It just goes to show how tenuous a pitcher's career is. Not to over-react, but it seems a common problem that pitchers come back too quickly from injury, only to re-aggravate the existing injury, or cause an entirely new one due to compensating, favoring, tweaking mechanics to deal with the original injury, coming back before full arm strength is there, pitching too long too early on, etc. I feel badly for those whose arms are burnt up before their time-- careers being cut short all tragically. At the same time, there seems to be such a cowboy mentality out there. Why in tarnation did Bonderman not disclose his injury earlier? He was getting roasted alive for his nauseating performances, yet says nothing? Come on! (Side note, Bonderman's a head case anyway, so maybe this was just more of the same bewildering psychological drama for him--like giving up three runs every first inning.)
Then we hear from Leyland about how everyone has been re-educated to report injuries immediately--to no apparent effect. We've got Zumaya out there all jacked up, Kenny Rogers battling hip trouble, but not admitting to it, Garcia going out there trying to be a hero, laudably in some ways, trying to show his worth for next year, trying to stick it to the Sox, but ends up jeopardizing everything instead.

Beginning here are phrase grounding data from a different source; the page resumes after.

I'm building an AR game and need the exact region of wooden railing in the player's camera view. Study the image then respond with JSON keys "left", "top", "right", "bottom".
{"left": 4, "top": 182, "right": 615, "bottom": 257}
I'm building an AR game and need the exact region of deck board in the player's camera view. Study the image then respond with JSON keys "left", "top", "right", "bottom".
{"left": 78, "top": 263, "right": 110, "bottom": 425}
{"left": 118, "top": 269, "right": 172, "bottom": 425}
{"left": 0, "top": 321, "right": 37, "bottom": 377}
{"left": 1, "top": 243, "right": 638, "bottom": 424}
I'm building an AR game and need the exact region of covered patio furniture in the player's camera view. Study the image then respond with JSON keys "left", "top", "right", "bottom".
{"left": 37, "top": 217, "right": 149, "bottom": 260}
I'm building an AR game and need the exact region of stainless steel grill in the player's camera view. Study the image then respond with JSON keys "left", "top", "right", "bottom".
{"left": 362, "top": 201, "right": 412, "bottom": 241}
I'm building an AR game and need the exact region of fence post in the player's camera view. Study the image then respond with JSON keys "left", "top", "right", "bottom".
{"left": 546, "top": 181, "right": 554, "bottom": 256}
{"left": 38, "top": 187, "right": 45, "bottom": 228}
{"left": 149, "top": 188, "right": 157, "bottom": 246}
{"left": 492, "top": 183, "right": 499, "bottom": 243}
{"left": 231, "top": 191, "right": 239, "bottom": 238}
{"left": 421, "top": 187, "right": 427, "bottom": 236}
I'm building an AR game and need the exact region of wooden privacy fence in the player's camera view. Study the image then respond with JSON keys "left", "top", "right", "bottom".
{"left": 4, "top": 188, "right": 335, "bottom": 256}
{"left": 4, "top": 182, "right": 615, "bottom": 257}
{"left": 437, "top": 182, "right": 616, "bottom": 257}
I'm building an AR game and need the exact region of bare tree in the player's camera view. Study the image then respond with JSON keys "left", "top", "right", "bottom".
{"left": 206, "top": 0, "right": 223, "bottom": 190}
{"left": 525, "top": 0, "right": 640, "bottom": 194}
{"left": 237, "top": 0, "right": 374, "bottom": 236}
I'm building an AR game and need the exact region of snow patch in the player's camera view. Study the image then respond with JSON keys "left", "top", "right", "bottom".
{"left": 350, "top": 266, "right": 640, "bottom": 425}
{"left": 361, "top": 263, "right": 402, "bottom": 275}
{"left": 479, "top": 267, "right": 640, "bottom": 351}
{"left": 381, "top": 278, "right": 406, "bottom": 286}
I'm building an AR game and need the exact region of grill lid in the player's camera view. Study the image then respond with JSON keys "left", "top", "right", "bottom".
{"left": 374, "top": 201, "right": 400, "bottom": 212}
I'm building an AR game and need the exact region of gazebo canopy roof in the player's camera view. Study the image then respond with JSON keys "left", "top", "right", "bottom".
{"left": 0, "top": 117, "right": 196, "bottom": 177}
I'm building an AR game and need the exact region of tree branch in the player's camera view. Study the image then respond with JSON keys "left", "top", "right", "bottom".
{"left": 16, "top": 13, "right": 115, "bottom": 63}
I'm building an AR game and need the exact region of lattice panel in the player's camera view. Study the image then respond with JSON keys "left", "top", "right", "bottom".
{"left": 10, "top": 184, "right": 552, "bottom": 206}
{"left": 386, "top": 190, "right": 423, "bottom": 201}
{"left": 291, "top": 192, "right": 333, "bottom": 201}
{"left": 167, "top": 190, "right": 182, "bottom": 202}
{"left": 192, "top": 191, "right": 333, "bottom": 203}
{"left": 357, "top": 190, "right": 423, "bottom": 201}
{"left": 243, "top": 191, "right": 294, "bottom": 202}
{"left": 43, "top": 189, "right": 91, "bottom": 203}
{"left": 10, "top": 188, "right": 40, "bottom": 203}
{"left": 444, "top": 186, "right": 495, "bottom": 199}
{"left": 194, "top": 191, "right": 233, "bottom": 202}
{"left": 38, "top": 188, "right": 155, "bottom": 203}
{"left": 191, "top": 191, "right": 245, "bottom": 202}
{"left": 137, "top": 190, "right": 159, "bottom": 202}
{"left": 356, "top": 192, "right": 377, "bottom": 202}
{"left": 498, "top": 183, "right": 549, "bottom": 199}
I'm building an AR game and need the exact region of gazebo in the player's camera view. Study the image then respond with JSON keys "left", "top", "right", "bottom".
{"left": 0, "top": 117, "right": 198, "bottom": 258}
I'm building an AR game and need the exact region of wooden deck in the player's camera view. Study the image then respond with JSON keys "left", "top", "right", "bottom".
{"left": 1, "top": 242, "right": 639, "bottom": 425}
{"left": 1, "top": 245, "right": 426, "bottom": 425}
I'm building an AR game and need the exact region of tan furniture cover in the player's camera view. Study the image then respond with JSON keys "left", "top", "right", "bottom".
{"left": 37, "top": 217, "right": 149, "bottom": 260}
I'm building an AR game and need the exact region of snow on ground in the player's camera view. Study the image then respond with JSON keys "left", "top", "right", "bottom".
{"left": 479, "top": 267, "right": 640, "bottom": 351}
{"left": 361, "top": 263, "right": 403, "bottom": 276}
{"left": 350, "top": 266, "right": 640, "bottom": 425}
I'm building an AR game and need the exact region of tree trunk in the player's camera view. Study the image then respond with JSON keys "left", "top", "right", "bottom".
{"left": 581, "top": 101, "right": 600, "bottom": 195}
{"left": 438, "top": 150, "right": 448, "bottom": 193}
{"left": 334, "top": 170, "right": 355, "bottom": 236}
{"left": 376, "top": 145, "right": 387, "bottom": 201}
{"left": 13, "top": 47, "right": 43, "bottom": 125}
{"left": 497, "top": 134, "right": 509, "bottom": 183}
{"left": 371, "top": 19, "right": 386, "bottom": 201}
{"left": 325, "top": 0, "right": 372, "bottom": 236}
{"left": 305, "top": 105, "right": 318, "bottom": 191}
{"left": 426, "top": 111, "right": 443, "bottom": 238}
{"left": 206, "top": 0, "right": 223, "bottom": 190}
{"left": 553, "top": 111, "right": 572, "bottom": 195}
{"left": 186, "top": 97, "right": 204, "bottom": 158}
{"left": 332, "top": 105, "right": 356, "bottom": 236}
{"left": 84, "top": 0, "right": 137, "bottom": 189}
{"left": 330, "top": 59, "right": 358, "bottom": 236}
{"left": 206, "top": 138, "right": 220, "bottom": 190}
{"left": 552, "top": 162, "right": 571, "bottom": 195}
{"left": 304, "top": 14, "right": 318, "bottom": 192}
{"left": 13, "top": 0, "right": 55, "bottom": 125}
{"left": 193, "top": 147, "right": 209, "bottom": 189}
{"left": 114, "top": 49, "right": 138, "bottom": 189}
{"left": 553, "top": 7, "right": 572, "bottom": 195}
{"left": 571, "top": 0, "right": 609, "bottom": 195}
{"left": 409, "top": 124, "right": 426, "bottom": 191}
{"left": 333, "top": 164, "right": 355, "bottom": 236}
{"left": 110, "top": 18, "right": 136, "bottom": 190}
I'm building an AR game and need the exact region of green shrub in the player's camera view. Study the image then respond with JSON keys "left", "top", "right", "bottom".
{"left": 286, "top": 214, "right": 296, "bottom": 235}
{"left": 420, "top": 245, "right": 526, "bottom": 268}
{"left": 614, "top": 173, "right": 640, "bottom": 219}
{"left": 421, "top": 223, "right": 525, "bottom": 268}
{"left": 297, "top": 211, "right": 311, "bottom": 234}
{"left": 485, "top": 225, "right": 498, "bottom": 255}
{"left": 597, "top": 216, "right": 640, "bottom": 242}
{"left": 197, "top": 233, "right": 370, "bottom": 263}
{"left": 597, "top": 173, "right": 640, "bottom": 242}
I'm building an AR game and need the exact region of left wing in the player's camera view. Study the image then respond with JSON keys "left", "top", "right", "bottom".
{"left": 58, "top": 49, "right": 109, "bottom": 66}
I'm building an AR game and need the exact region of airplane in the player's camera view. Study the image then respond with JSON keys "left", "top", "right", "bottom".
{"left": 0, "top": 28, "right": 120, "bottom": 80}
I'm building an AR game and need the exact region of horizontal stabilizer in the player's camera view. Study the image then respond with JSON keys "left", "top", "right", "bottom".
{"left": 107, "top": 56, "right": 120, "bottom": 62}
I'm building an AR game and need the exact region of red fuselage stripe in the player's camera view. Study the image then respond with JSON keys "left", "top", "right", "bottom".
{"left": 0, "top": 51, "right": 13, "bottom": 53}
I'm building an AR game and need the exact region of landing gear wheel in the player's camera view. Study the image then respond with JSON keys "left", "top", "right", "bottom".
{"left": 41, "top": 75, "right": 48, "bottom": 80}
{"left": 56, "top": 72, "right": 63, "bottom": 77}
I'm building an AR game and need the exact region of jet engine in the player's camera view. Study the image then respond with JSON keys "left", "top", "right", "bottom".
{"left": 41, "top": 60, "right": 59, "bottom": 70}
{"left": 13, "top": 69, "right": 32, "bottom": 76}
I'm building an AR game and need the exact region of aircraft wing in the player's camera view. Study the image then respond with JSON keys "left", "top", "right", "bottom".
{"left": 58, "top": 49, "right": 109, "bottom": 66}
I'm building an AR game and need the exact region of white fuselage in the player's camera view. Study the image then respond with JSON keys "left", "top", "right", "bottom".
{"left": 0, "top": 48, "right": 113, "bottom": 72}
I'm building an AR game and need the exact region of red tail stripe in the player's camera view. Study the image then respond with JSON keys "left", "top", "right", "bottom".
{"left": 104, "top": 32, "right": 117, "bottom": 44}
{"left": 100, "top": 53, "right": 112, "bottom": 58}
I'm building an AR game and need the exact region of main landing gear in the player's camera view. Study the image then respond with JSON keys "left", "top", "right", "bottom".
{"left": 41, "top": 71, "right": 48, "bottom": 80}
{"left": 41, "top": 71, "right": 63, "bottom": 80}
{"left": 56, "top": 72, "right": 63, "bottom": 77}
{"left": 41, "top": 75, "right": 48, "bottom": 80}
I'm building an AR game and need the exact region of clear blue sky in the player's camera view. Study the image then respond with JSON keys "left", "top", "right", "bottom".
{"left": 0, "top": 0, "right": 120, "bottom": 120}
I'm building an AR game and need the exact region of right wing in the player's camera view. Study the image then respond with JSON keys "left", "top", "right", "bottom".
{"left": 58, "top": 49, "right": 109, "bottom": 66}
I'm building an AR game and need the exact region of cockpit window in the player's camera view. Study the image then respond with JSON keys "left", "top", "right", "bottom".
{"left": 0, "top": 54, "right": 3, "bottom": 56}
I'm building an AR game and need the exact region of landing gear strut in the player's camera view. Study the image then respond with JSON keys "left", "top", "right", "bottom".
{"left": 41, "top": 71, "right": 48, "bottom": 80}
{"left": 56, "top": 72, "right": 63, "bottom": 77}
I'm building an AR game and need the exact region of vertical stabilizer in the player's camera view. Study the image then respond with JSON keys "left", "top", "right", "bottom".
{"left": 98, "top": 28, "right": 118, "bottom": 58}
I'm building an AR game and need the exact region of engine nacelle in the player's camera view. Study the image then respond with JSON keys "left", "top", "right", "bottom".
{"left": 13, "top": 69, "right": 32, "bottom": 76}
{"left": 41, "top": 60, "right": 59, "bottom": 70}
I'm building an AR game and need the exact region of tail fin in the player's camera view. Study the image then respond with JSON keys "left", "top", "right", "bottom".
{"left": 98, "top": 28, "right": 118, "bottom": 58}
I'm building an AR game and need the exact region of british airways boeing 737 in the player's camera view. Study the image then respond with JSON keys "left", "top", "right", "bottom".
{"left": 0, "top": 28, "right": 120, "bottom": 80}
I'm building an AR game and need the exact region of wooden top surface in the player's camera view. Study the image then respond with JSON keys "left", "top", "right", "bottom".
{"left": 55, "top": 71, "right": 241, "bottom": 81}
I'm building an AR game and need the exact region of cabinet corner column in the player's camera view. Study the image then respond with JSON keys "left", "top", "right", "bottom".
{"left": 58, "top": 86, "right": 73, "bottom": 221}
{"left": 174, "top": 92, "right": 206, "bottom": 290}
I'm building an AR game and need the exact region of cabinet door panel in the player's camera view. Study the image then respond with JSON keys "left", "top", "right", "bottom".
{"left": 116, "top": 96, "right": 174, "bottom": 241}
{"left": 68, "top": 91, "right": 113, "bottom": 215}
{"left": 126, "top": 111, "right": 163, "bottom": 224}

People, could we please not destroy our bodies and our ballclubs by reporting injuries early on, so you can maybe spend one short stint on the stinking DL instead of half the season or worse? I mean, do you see the logic, ballplayers? Or am I just such a non-athlete that I don't get some code of stoic, stubborn, misplaced pride? Perhaps they fear being labeled not-durable, weak, injury-prone, but to me, if you're out there getting hammered every night anyway, it's so beyond not worth it.